Eggo recently released a liège-style waffle that you eat right out of the package, not because untoasted waffles are more delicious (they're whatever) but because busy parents don't even have time to toast a frozen waffle for themselves or their kids in the morning.
The thing is, Eggo isn't wrong. As I type this, I should be starting the spaghetti and meatballs I promised my kid I'd make to celebrate the first day of school. I will end up making spaghetti and meatballs, but I don't really have the time, not in the way I want to. And maybe cereal would be a relief some nights.

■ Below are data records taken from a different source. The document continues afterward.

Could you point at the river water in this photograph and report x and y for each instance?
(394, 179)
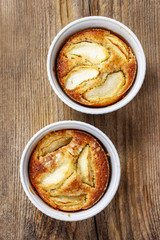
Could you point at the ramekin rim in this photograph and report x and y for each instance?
(116, 105)
(77, 216)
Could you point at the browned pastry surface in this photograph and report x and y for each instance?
(95, 67)
(69, 169)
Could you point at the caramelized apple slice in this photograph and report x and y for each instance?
(79, 75)
(54, 144)
(109, 88)
(61, 173)
(84, 166)
(93, 52)
(69, 200)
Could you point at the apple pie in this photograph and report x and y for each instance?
(95, 67)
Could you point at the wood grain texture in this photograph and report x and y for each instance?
(28, 103)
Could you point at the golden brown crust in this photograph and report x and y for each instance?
(95, 49)
(69, 169)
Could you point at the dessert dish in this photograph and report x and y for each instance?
(95, 67)
(69, 170)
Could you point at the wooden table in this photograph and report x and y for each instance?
(28, 103)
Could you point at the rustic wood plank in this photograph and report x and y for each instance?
(28, 103)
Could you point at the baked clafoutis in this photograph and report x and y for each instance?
(69, 170)
(95, 67)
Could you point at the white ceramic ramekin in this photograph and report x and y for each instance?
(114, 180)
(96, 22)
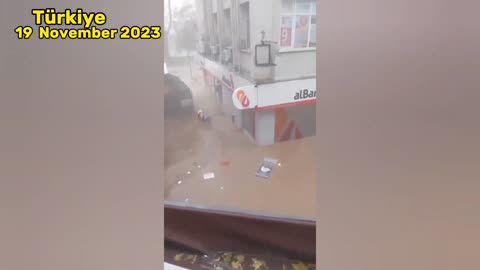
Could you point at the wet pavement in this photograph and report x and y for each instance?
(194, 149)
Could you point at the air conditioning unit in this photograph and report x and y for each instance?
(214, 49)
(227, 55)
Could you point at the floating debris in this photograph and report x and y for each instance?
(208, 176)
(225, 163)
(265, 170)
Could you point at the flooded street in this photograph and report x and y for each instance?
(193, 149)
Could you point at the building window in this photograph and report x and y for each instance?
(244, 26)
(298, 24)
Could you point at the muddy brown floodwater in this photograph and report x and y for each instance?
(193, 149)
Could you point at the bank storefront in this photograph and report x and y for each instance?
(277, 112)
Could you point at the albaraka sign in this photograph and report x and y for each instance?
(280, 94)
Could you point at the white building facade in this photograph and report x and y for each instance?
(259, 58)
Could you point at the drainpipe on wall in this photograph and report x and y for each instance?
(236, 35)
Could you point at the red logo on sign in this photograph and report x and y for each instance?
(242, 97)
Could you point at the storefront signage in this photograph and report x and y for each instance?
(288, 93)
(305, 94)
(245, 97)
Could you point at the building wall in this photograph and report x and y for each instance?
(265, 127)
(295, 122)
(265, 16)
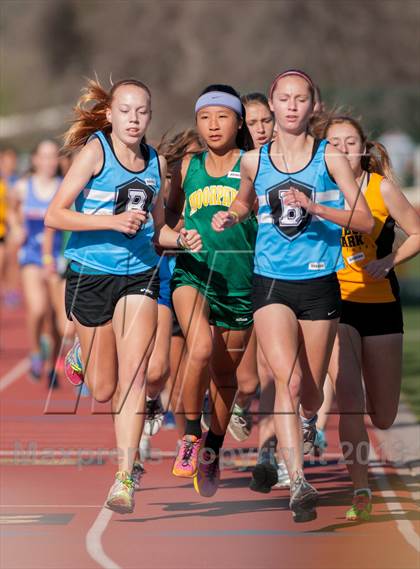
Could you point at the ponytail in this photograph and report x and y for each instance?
(376, 160)
(90, 112)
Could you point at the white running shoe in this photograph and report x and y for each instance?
(283, 478)
(136, 474)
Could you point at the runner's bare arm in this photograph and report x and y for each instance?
(408, 220)
(165, 236)
(358, 217)
(245, 199)
(87, 163)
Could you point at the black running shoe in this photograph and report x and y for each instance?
(303, 499)
(264, 477)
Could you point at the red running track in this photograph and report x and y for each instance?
(51, 512)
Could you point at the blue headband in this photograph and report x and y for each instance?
(219, 99)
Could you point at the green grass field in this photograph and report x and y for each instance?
(411, 358)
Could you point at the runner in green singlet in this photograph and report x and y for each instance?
(212, 289)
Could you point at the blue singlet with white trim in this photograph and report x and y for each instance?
(292, 244)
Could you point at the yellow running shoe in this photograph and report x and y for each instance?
(187, 459)
(121, 496)
(361, 508)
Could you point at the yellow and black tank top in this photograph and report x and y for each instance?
(360, 248)
(3, 201)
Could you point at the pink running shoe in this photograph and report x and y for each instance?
(187, 460)
(73, 369)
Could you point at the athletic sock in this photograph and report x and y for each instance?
(214, 442)
(267, 452)
(193, 427)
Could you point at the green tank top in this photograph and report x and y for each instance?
(226, 261)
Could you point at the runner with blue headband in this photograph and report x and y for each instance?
(212, 290)
(301, 184)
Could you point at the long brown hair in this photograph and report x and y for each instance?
(375, 158)
(174, 149)
(90, 112)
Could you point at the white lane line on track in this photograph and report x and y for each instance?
(15, 373)
(405, 527)
(94, 540)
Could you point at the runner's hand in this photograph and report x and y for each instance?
(296, 198)
(222, 220)
(129, 222)
(191, 240)
(380, 268)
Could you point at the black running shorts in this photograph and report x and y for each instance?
(373, 319)
(310, 299)
(92, 298)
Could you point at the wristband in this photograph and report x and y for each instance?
(234, 214)
(179, 242)
(47, 259)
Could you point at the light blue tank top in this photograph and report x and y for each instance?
(291, 244)
(113, 190)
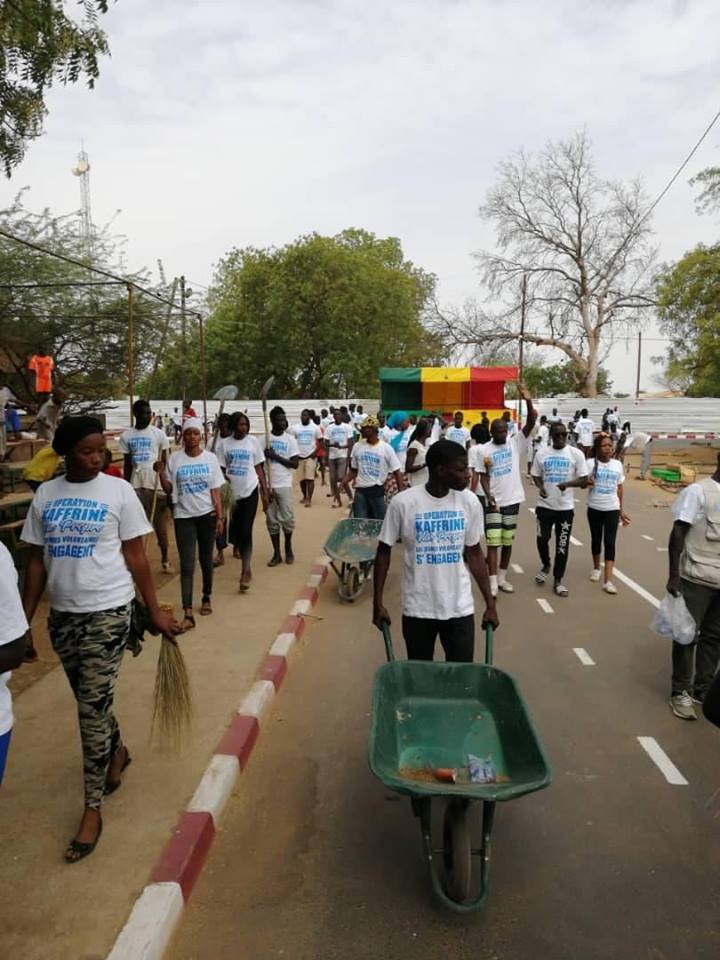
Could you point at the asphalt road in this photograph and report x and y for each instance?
(315, 858)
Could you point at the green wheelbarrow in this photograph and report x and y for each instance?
(351, 547)
(427, 718)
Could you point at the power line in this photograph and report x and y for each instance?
(680, 169)
(97, 270)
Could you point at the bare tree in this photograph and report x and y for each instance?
(583, 246)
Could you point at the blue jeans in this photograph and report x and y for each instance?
(4, 747)
(368, 504)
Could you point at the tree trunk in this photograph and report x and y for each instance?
(587, 375)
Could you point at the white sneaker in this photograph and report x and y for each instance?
(681, 706)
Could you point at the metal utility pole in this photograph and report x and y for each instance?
(131, 369)
(163, 340)
(521, 351)
(82, 170)
(203, 375)
(183, 334)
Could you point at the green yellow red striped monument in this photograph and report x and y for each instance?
(445, 390)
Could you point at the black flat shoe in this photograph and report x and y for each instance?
(112, 785)
(77, 850)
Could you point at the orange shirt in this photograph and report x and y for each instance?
(43, 367)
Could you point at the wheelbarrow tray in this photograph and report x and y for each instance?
(427, 716)
(353, 541)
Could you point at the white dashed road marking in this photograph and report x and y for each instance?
(662, 761)
(641, 591)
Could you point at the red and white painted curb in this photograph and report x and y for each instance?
(157, 910)
(684, 436)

Cereal for dinner isn't a new concept. A restaurant in my town had cereal on its now defunct kids menu with the description, "Hey, it's their night out too." I think about it a lot—how it reminds me to let my kids access the same break I'm accessing by going out to dinner instead of cooking. But still, I've really never thought about cereal for dinner as something we should do at home. Or at least, something we should admit to doing. Why is that?
Eat cereal for dinner if you want
"Cereal is for breakfast," you say. Should it be? Cereal has gotten plenty of bad press, after all. Cereals with lots of added sugar aren't necessarily a nutritious meal no matter when you eat it throughout the day—so what makes it more acceptable at breakfast time but not the dinner hour?
If it doesn't seem "wholesome" enough for dinnertime, then maybe we need to decide what kind of "wholesome" we're after. Is it really the pot roast? Or is it the togetherness? If it's the latter, look, I'm sorry to get sentimental about a bowl of Froot Loops, but maybe giving ourselves a break and eating cereal for dinner once in a while might be our pathway to spending a little more time at the table, enjoying one another's company.
When I heard about this silly campaign, I didn't expect it to become a hill I'd die on. But now that I'm thinking about it, yes, cereal for dinner is what we need. Notably, Kellogg's didn't push its un-fun cereals in our face, such as Special K and Kashi. The campaign's imagery is built around the company's most sugary, technicolor cereals. But no matter which bowls you serve up, the break from tradition is its own kind of fun.